The report studies the effects of immigration on the "total output and income of the U.S. economy by comparing per worker output and employment in states with large immigrant populations" against data from states that have an inflow of relatively few foreign-born workers.
Using those statistics, the report finds no evidence that immigrants both documented and undocumented "crowd out U.S.-born workers, either in the short or long run: "Data on U.S.-born worker employment imply small effects, with estimates never statistically different from zero. The impact on hours per worker is similar. We observe insignificant effects in the short run and a small but significant positive effect in the long run."
The report goes on to delineate that the positive long-term effect on income per U.S.-born worker accrues over time: "Over the long run … a net inflow of immigrants equal to 1 percent of employment increases income per worker by 0.6 percent to 0.9 percent," Peri's report states.
The report also indicates an increase of income per worker as a third long-term benefit of heavy immigration, arising "mainly due to increases in the efficiency and productivity of state economies." This effect becomes more detectable in the medium to long run as the gradual response of productivity triggers "a gradual response of capital intensity."

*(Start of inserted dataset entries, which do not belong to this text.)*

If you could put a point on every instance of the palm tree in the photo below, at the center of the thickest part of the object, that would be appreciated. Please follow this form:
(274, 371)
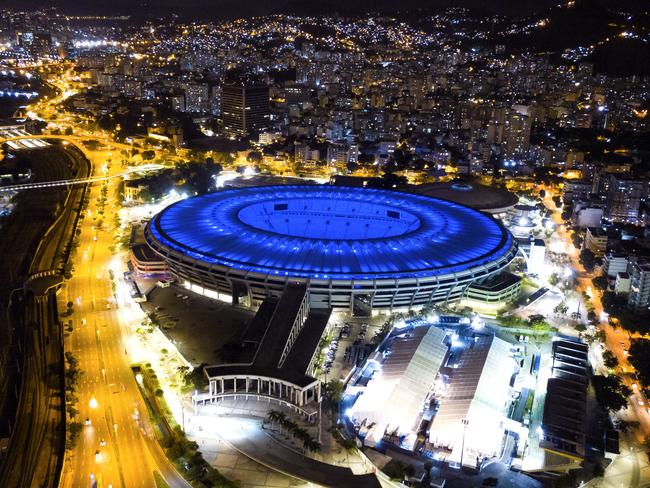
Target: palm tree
(313, 445)
(301, 434)
(272, 417)
(281, 419)
(290, 426)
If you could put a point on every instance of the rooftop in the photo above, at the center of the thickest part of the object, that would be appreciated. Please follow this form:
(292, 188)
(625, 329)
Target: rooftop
(331, 232)
(474, 195)
(267, 335)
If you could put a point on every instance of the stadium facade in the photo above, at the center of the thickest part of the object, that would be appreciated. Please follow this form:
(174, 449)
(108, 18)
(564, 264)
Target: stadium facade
(355, 249)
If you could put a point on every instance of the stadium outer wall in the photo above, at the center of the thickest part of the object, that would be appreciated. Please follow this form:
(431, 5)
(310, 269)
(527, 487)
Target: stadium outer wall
(353, 295)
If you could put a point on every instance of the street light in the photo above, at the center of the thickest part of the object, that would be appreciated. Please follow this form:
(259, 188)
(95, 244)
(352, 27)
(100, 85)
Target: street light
(462, 449)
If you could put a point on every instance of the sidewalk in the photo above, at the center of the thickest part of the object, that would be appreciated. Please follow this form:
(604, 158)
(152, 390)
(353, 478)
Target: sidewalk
(248, 437)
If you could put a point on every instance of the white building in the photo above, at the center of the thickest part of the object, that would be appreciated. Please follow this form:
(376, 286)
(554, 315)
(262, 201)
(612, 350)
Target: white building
(402, 380)
(614, 264)
(473, 409)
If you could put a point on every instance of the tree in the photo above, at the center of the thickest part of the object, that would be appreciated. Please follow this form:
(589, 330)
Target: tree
(626, 425)
(639, 357)
(610, 359)
(600, 283)
(334, 391)
(561, 308)
(577, 240)
(588, 259)
(611, 394)
(557, 201)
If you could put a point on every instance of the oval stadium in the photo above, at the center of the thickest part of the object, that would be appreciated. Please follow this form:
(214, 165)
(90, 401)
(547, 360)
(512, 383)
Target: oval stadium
(355, 249)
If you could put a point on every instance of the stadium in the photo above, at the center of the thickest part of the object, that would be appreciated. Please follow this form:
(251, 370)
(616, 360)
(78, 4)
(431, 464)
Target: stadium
(355, 249)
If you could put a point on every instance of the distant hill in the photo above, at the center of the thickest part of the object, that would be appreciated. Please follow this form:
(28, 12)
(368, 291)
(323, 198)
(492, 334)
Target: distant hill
(622, 57)
(589, 23)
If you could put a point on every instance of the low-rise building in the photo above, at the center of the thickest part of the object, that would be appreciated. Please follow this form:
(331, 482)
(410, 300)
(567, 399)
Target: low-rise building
(497, 290)
(563, 422)
(622, 285)
(639, 297)
(596, 241)
(613, 264)
(276, 360)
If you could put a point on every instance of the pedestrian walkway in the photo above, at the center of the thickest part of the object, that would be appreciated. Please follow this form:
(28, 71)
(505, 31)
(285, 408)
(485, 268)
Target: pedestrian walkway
(247, 436)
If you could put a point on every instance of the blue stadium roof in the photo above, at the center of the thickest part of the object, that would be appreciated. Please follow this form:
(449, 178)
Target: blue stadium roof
(328, 232)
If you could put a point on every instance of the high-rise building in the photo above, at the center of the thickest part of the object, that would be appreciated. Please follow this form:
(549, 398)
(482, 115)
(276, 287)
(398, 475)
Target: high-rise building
(517, 135)
(639, 297)
(244, 107)
(624, 199)
(196, 97)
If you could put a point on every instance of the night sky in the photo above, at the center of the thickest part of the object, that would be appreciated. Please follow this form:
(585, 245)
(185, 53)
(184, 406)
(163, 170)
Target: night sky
(238, 8)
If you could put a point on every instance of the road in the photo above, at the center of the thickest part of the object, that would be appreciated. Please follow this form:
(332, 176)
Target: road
(108, 394)
(617, 340)
(117, 448)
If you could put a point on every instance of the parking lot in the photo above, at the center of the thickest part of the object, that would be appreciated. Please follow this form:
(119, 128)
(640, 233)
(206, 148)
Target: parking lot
(351, 343)
(198, 326)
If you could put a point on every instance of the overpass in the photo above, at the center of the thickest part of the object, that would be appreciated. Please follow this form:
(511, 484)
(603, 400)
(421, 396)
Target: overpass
(72, 139)
(80, 181)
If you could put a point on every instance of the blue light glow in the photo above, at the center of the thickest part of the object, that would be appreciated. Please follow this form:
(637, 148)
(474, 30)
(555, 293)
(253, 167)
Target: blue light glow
(328, 232)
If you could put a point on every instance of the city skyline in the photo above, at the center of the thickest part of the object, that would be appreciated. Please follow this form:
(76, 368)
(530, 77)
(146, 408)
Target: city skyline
(280, 244)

"While in the short run, physical capital per unit of output is decreased by net immigration, in the medium to long run, businesses expand their equipment and physical plant proportionally to their increase in production," the report says.
Immigrants v. Blacks
Some immigration opponents, such as Wade, warn other African Americans that immigration can make life worse in the U.S. for them. Wade made an attempt to sever the immigrants' rights issue from the civil rights issues of the 1960s and 1950s by opining that immigrants compete with African Americans for jobs, leaving blacks with the "short end of the stick."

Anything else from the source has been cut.